Abstract:We present an Active Learning (AL) strategy for re-using a deep Convolutional Neural Network (CNN)-based object detector on a new dataset. This is of particular interest for wildlife conservation: given a set of images acquired with an Unmanned Aerial Vehicle (UAV) and manually labeled gound truth, our goal is to train an animal detector that can be re-used for repeated acquisitions, e.g. in follow-up years. Domain shifts between datasets typically prevent such a direct model application. We thus propose to bridge this gap using AL and introduce a new criterion called Transfer Sampling (TS). TS uses Optimal Transport to find corresponding regions between the source and the target datasets in the space of CNN activations.
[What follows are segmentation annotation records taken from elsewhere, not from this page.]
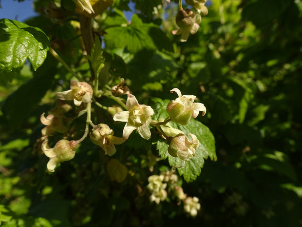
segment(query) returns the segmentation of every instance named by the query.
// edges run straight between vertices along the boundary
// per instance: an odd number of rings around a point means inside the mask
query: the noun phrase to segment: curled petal
[[[134,126],[127,122],[123,130],[123,138],[125,140],[128,139],[131,133],[136,128],[136,127]]]
[[[144,124],[137,128],[137,131],[140,136],[146,140],[149,140],[151,137],[151,132],[149,129],[149,127],[147,122]]]
[[[113,121],[128,122],[129,119],[129,111],[122,111],[116,113],[113,116]]]
[[[75,95],[72,90],[68,90],[62,92],[57,92],[56,97],[61,100],[70,101],[73,100]]]
[[[54,151],[54,149],[50,147],[48,145],[48,141],[47,140],[44,140],[42,143],[41,148],[44,153],[48,158],[53,158],[57,155],[57,154]]]
[[[136,107],[139,108],[138,102],[135,97],[132,94],[129,94],[126,102],[126,105],[128,110],[132,110]]]
[[[202,111],[202,116],[204,116],[207,112],[207,108],[206,108],[206,106],[205,106],[205,105],[204,105],[203,103],[193,103],[193,105],[192,105],[192,108],[194,110],[196,110],[197,111]],[[192,116],[192,117],[193,118],[196,118],[196,117],[194,117],[193,116]]]
[[[57,157],[51,158],[47,163],[47,169],[49,172],[55,172],[55,168],[60,163],[60,161]]]
[[[43,124],[44,125],[49,125],[51,124],[52,120],[54,118],[53,114],[50,114],[46,118],[44,117],[45,113],[43,113],[40,117],[40,120]]]
[[[176,88],[176,87],[175,87],[173,88],[172,90],[171,90],[170,91],[170,92],[172,93],[173,91],[175,91],[175,92],[177,93],[177,95],[178,95],[178,98],[181,98],[181,96],[182,96],[181,92],[178,88]]]

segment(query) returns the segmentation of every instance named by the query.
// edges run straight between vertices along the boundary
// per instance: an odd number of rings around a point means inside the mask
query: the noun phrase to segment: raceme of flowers
[[[181,130],[174,128],[169,123],[172,121],[182,125],[186,125],[191,118],[195,118],[199,112],[204,115],[207,109],[204,105],[200,103],[194,103],[196,99],[194,95],[182,95],[181,92],[177,88],[170,91],[171,93],[176,92],[178,97],[170,101],[168,104],[166,110],[169,118],[167,119],[159,119],[152,122],[151,117],[154,110],[149,105],[140,104],[135,97],[129,94],[129,88],[124,86],[124,80],[111,89],[113,95],[119,96],[128,94],[126,103],[127,111],[122,111],[118,106],[107,108],[108,112],[114,114],[113,120],[117,122],[125,123],[122,133],[122,137],[113,136],[113,131],[106,124],[99,124],[94,125],[89,120],[87,123],[93,126],[90,133],[90,138],[92,142],[101,147],[105,154],[113,155],[116,152],[115,145],[120,144],[127,140],[131,133],[137,130],[138,134],[144,139],[149,140],[151,136],[150,127],[155,127],[158,131],[162,133],[161,136],[167,139],[169,144],[168,151],[173,157],[178,158],[185,161],[196,156],[196,151],[199,145],[197,137],[189,133],[189,139]],[[91,86],[86,82],[77,82],[72,81],[70,90],[57,92],[56,96],[58,99],[56,107],[50,111],[50,114],[46,117],[43,113],[40,117],[41,123],[46,125],[42,129],[42,135],[45,140],[42,146],[42,150],[47,157],[50,158],[47,165],[47,168],[50,171],[54,171],[57,164],[64,161],[68,161],[74,157],[75,150],[78,144],[87,136],[89,130],[88,125],[86,125],[85,134],[82,139],[78,141],[73,141],[72,143],[66,140],[59,141],[53,148],[48,146],[48,137],[53,135],[56,132],[60,133],[66,133],[70,127],[70,124],[76,117],[83,113],[90,113],[91,103],[92,102],[93,91]],[[116,93],[114,94],[113,93]],[[76,106],[79,106],[84,103],[86,109],[79,112],[77,117],[67,118],[63,114],[70,110],[72,107],[64,103],[63,101],[73,101]],[[89,114],[89,115],[91,114]],[[87,117],[88,115],[87,115]],[[87,124],[88,124],[87,123]],[[76,146],[75,143],[76,143]],[[63,144],[63,145],[62,145]],[[68,147],[69,146],[70,147]],[[68,148],[69,147],[69,148]],[[68,152],[66,151],[68,151]],[[69,154],[67,155],[66,154]],[[65,157],[66,156],[66,157]],[[179,167],[181,167],[179,166]],[[155,184],[155,183],[154,183]],[[164,188],[153,193],[152,201],[158,203],[158,199],[162,201],[165,197]]]
[[[196,197],[188,196],[184,192],[174,171],[163,171],[159,175],[154,174],[148,177],[149,184],[146,187],[150,193],[149,200],[158,205],[167,199],[169,193],[171,193],[172,198],[175,197],[183,203],[185,212],[195,217],[200,209],[199,200]]]
[[[181,35],[180,41],[185,42],[190,33],[194,34],[198,30],[199,24],[201,22],[200,14],[206,16],[208,14],[208,10],[205,5],[207,0],[186,0],[188,5],[195,8],[196,13],[189,8],[183,9],[181,1],[180,2],[179,11],[175,19],[176,24],[179,28],[173,31],[172,33],[173,35]]]

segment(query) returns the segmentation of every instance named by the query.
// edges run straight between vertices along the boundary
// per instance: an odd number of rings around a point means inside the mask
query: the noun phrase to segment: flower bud
[[[159,204],[161,201],[163,201],[167,199],[168,194],[165,190],[167,184],[163,183],[164,178],[162,175],[152,175],[148,177],[149,184],[147,188],[151,193],[150,198],[151,202],[154,201]]]
[[[197,197],[188,197],[184,201],[184,209],[189,213],[192,217],[197,215],[198,210],[200,209],[200,204]]]
[[[71,81],[70,88],[67,91],[57,92],[57,98],[61,100],[73,100],[76,106],[80,105],[82,102],[90,103],[94,92],[90,84],[86,82]]]
[[[170,155],[184,161],[188,161],[196,156],[195,151],[198,148],[199,141],[195,135],[189,135],[192,138],[192,142],[183,134],[179,134],[172,139],[168,148]]]
[[[178,98],[170,102],[167,106],[167,112],[171,120],[173,122],[185,125],[191,118],[196,118],[199,111],[202,111],[204,116],[207,109],[203,103],[194,103],[196,97],[194,95],[183,95],[178,88],[173,88],[171,93],[175,91],[178,95]]]
[[[176,15],[176,24],[182,29],[187,29],[191,27],[195,21],[195,14],[190,9],[180,10]]]
[[[47,140],[42,144],[42,150],[45,155],[50,158],[47,163],[47,169],[50,172],[54,172],[55,168],[59,163],[69,161],[74,158],[76,154],[76,149],[78,145],[78,142],[66,140],[59,141],[54,148],[50,148]]]
[[[158,121],[159,122],[163,121],[163,119],[160,118],[158,119]],[[173,137],[179,133],[184,134],[184,132],[181,130],[172,127],[169,123],[167,123],[166,124],[160,124],[157,127],[160,127],[160,129],[161,129],[161,130],[163,131],[165,134],[166,134],[166,135],[168,137]]]
[[[106,154],[111,156],[116,152],[113,144],[120,144],[125,141],[122,138],[116,137],[113,134],[113,130],[108,125],[100,124],[94,127],[90,136],[94,144],[100,146]]]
The CNN scores in the source dataset are used to rank the samples according to their likelihood of being animals, and this ranking is transferred to the target dataset. Unlike conventional AL criteria that exploit model uncertainty, TS focuses on very confident samples, thus allowing a quick retrieval of true positives in the target dataset, where positives are typically extremely rare and difficult to find by visual inspection. We extend TS with a new window cropping strategy that further accelerates sample retrieval. Our experiments show that with both strategies combined, less than half a percent of oracle-provided labels are enough to find almost 80% of the animals in challenging sets of UAV images, beating all baselines by a margin.